The championship title went to a team that called itself Black Magic, one of three teams of older students getting “showcased” in front of varsity coaches. The team that had the most crowd support, however, might have been FMS Ladies, the only team of girls in the tournament and a team that made up in enthusiasm and grit what they might have lacked in skill.
“We three are in band together,” sixth-grader Ja’Kayla Arrington said, indicating half her team. “We were asking in band class who wanted to do it.”
Friends of friends filled out the team, apparently motivated as much by the opportunity to make a stand for gender equality than by a love – or, in a few cases, even a familiarity – with basketball. “Being girls,” Ja’Kayla said, “the guys think we have no power. That’s not fair.”
The battle of the sexes aside, Hoop Fest turned out to be a galvanizing event, according to Hilling, who’s taught at Frink for five years. Fellow PE teachers Chris McPhail and Garrett Blackburn served as referees. Jessica Kepler, Sandy Crews and Erica Jusko pitched in from the Frink faculty and staff.
“I thought it was really cool that parents volunteered their time as coaches for these kids,” Hilling said.

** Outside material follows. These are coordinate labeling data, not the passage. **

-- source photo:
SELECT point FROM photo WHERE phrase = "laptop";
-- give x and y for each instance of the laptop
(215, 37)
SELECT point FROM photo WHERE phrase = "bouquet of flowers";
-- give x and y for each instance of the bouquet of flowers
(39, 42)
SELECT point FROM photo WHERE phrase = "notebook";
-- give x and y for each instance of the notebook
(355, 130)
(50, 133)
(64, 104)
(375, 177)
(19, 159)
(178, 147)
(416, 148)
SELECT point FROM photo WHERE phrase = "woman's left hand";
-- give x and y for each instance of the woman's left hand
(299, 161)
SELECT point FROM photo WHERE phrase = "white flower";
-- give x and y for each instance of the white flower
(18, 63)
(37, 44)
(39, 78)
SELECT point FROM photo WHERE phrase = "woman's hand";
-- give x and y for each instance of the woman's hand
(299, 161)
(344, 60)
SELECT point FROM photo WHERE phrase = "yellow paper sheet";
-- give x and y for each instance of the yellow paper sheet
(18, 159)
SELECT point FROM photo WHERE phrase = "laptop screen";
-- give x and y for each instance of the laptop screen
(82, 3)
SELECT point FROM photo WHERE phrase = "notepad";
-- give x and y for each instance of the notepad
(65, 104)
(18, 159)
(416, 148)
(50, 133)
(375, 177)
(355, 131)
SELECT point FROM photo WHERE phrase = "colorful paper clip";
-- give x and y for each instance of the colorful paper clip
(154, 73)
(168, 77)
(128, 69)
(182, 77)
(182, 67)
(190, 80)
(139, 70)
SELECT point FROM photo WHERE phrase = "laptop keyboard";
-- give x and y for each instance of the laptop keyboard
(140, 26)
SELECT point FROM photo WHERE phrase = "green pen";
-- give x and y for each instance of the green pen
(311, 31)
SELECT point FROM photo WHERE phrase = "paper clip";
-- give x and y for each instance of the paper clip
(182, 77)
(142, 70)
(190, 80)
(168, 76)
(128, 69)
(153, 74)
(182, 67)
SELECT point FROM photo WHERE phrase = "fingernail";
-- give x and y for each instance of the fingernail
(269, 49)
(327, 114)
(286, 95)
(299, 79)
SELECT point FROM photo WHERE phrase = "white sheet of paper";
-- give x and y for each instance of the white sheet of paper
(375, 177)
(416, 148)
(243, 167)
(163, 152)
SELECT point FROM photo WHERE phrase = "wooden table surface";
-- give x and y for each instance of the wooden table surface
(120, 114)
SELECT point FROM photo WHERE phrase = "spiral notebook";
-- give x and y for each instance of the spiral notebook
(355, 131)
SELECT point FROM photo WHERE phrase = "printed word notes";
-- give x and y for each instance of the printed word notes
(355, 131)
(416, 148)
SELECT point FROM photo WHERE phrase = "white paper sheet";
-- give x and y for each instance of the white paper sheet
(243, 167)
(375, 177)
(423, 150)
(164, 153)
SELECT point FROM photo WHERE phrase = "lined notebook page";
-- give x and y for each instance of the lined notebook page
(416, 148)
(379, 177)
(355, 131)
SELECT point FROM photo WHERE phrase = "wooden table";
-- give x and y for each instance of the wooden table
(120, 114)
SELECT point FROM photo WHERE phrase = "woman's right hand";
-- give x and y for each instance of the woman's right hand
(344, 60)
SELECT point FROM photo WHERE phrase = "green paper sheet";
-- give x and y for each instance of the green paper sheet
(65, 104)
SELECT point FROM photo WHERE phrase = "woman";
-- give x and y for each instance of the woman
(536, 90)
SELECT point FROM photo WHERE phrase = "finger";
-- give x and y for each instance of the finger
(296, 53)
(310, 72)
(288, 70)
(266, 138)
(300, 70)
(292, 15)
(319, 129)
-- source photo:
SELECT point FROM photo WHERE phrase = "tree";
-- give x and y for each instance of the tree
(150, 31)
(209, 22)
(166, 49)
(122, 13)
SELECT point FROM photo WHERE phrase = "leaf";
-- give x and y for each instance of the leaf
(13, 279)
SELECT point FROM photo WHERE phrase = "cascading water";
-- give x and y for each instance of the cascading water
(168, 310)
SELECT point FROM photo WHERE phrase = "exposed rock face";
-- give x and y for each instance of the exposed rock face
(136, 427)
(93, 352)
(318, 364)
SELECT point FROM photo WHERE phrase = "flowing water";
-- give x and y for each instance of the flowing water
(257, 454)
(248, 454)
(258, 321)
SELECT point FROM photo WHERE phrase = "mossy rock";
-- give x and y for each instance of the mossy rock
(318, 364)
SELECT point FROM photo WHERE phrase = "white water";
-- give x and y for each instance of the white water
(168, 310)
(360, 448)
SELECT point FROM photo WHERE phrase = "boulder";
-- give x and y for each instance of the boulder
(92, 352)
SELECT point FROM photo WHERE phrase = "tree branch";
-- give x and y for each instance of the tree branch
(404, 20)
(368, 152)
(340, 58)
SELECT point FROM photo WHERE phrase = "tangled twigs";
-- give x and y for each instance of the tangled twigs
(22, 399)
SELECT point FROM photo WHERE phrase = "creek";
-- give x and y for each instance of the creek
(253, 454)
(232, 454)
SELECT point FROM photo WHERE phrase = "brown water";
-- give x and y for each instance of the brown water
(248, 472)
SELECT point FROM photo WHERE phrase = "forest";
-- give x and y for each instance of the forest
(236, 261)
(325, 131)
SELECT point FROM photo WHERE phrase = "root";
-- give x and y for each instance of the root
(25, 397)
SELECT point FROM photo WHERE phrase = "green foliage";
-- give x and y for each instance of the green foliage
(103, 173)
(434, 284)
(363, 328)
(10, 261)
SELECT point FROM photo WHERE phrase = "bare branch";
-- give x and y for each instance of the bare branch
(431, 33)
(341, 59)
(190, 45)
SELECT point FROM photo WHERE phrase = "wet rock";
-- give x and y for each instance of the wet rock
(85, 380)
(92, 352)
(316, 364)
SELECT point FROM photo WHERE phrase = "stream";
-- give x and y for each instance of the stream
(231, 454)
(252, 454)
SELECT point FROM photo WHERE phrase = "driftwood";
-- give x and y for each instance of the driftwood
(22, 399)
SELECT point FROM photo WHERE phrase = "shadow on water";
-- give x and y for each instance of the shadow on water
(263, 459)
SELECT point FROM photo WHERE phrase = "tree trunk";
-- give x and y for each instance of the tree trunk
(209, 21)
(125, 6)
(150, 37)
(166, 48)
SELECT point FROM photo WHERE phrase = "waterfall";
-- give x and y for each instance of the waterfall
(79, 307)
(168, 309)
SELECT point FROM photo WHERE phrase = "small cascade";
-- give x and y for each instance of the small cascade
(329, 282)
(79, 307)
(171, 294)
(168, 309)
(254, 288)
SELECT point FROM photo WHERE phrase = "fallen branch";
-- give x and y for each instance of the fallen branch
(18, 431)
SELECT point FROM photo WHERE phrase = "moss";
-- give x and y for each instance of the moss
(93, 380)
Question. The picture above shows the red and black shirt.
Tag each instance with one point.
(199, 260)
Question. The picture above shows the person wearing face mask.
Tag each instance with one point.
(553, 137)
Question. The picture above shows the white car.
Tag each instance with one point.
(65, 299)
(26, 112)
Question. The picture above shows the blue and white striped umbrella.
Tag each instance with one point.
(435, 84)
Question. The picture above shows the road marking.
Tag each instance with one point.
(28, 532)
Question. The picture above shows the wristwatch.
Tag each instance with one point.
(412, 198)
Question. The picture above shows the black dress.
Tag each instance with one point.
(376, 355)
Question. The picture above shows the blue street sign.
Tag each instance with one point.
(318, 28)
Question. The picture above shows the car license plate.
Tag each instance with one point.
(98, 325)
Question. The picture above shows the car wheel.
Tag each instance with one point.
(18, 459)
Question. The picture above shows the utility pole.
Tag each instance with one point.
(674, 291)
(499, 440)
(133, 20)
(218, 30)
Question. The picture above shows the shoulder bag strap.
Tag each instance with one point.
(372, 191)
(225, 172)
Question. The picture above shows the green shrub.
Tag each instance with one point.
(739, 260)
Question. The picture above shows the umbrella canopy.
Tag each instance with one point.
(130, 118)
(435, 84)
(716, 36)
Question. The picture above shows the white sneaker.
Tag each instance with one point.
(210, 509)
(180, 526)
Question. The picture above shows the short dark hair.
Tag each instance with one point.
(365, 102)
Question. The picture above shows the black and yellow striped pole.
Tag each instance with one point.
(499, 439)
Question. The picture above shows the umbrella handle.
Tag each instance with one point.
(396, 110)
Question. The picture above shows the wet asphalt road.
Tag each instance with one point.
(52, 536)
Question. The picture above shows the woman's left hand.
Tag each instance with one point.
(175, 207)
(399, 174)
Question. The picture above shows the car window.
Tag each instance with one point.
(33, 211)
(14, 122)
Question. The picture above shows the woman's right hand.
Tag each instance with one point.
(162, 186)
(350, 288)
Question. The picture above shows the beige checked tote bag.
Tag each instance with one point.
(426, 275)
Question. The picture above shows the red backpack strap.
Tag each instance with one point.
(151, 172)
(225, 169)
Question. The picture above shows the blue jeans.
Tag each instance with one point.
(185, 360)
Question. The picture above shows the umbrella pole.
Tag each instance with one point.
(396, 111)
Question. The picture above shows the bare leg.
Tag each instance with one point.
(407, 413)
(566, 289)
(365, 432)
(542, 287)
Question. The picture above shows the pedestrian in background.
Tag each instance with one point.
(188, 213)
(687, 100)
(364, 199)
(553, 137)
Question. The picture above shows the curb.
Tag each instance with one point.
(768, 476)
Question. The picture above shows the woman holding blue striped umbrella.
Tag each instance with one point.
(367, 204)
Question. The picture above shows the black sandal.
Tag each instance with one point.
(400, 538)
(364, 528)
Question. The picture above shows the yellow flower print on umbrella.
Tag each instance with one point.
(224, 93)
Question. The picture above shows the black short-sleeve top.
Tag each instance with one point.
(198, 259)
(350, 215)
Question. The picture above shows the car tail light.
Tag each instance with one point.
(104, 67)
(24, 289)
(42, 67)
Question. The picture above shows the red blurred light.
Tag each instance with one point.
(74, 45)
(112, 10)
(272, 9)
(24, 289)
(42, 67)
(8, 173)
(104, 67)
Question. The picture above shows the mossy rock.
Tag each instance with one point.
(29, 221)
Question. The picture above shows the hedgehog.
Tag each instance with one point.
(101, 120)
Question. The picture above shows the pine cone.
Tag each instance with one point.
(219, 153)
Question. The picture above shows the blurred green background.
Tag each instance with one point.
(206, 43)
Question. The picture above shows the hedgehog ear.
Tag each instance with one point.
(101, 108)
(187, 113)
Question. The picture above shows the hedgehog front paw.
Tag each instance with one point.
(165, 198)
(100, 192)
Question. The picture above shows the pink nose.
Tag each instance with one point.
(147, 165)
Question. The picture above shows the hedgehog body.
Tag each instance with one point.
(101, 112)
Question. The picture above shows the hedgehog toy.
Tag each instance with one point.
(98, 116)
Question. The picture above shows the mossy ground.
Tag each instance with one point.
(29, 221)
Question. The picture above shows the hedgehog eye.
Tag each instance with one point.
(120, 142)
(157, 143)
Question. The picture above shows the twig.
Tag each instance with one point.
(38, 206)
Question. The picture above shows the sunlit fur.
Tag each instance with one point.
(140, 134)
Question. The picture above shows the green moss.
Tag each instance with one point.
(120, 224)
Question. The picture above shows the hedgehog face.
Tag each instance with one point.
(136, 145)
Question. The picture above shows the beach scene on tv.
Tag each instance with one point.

And, of course, the students made it happen. “They were really excited to have a chance to help the American Heart Association out,” Hilling said. “It was great seeing them put together these teams and be part of this competition.”
Each year, LCPS elementary and middle schools raise in excess of $10,000 for the American Heart Association through school-based events like Hoop Fest and Jump Rope for Hearts. The money goes for research in heart disease and treatments that research makes possible.